Face à ce défi, il faut réagir. Continuer à défendre ce qui a jusqu’à présent fait notre force pour combattre cette infection. Ce qui fonde aussi les valeurs de notre système de soins : « l’accès pour tous », thème de la prochaine conférence internationale de Bangkok en juillet prochain.

En France, nous devons protéger les étrangers infectés par le VIH. Ils doivent avoir accès à une prise en charge. Les campagnes de prévention télévisées de l’Institut national de prévention et d’éducation pour la santé (Inpes) doivent évoquer ce sujet. En 2004, les actions de dépistage et de prévention en direction de cette population seront renforcées dans le cadre du programme « Migrants 2004-2006 ».

Deuxième inquiétude enfin, l’épidémie reste active chez les homosexuels. Ils représentent 21 % des nouveaux diagnostics, correspondant plus d’une fois sur deux à une transmission récente. D’autres indicateurs déjà disponibles, comme la recrudescence des comportements à risque ou des infections sexuellement transmissibles, montraient déjà les limites de la prévention chez une partie d’entre eux. Cette érosion de la prévention n’est pas propre à la France. Elle tient en partie à la modification de l’image de la maladie depuis les trithérapies.

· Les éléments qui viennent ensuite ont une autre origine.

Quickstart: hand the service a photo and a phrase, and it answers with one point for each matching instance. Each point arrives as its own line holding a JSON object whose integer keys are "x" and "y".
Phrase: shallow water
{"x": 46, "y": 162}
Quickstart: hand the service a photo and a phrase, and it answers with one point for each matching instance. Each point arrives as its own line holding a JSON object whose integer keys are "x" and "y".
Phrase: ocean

Il faut aujourd’hui encore multiplier les campagnes en direction de cette population, comme nous le faisons déjà pour la syphilis avec les associations intervenant dans les lieux gays, ce que nous ferons encore cette année dans la campagne que nous lancerons en juillet. Enfin, nous devons affirmer notre solidarité vis-à-vis des malades. Je connais les effets indésirables des traitements et l’incertitude sur le long terme qu’ils génèrent.

Pour survivre avec la trithérapie, il faut aussi pouvoir... vivre ! Pour mieux prendre en charge les lipoatrophies faciales, source de préjudice esthétique, psychologique et social, la technique chirurgicale de Coleman a été inscrite à la nomenclature. Le produit de comblement Newfill sera bientôt remboursé. De même, l’inscription à la nomenclature des tests génotypiques de résistance du VIH et de l’osteodensitométrie est aussi en cours.

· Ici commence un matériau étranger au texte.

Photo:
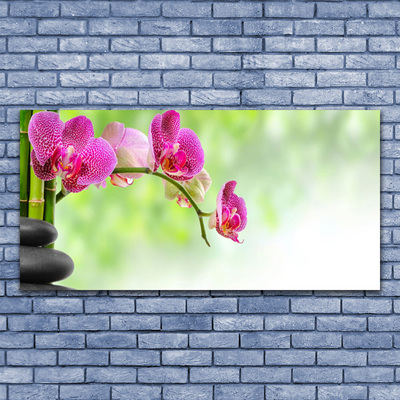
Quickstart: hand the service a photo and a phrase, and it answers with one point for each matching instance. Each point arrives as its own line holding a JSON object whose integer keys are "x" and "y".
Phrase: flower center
{"x": 230, "y": 221}
{"x": 65, "y": 162}
{"x": 173, "y": 160}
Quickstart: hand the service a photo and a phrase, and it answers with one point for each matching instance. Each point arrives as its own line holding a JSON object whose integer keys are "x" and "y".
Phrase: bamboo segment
{"x": 36, "y": 196}
{"x": 25, "y": 116}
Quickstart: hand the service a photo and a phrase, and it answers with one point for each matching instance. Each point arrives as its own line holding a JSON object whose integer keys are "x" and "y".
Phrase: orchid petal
{"x": 98, "y": 161}
{"x": 43, "y": 172}
{"x": 45, "y": 132}
{"x": 77, "y": 133}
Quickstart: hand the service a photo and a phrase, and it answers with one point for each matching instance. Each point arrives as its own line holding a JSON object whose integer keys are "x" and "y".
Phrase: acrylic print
{"x": 200, "y": 200}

Pour répondre au désir d’enfant chez les couples séro-différents où l’homme est porteur du virus, je souhaite développer les centres de procréation médicalement assistée dans un contexte viral. En plus des deux centres pilotes qui ont permis la naissance de soixante enfants dont aucun n’est infecté, treize centres couvrant le territoire national ont déclaré une intention de fonctionnement selon les dispositions de l’arrêté du 10 mai 2001. Grâce à la qualité de la prise en charge des femmes enceintes séropositives, la transmission materno-foetale a chuté pour atteindre 1,8 % en 2002, et le nombre de femmes suivies dans le cadre d’une grossesse a triplé en dix ans.

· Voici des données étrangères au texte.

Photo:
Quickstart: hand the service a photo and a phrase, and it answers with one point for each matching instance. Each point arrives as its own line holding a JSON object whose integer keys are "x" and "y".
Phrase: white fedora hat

Le besoin de soutien et d’accompagnement social doit être davantage marqué. 75 places supplémentaires d’appartement de coordination thérapeutique sont créées, portant ainsi le dispositif à 595 places. En 2005, 150 places supplémentaires sont prévues.

Dans de nombreux autres pays, l’épidémie continue de croître. Le nombre de personnes traitées dans le monde en développement est actuellement estimé à 440 000 dont un peu plus de 200 000 au Brésil. Le nombre de personnes traitées en Afrique subsaharienne a crû de 40 à 150 000 environ, dans les deux dernières années.

Le gouvernement de Jean-Pierre Raffarin soutient l’objectif de l’OMS de traiter 3 millions de personnes en 2005. Cela exige une mobilisation internationale sans précédent associant les gouvernements, les industriels, les professions de santé et les sociétés civiles et bien sûr des financements supplémentaires. Les associations de patients, comme elles l’ont fait en France, doivent y jouer un rôle majeur. Le Fonds global a déjà engagé près de 2 milliards de dollars sur deux ans de programmes dans les pays en développement dont 60 % environ portent sur le sida en Afrique. La France a marqué son engagement en étant le premier contributeur au Fonds mondial à hauteur de 150 millions d’euros par an, grâce à l’intervention personnelle du président de la République.

Le sida n’a pas de frontière. Le combattre n’est pas seulement un enjeu national, mais un enjeu de solidarité de tous les instants. Sur tous les continents.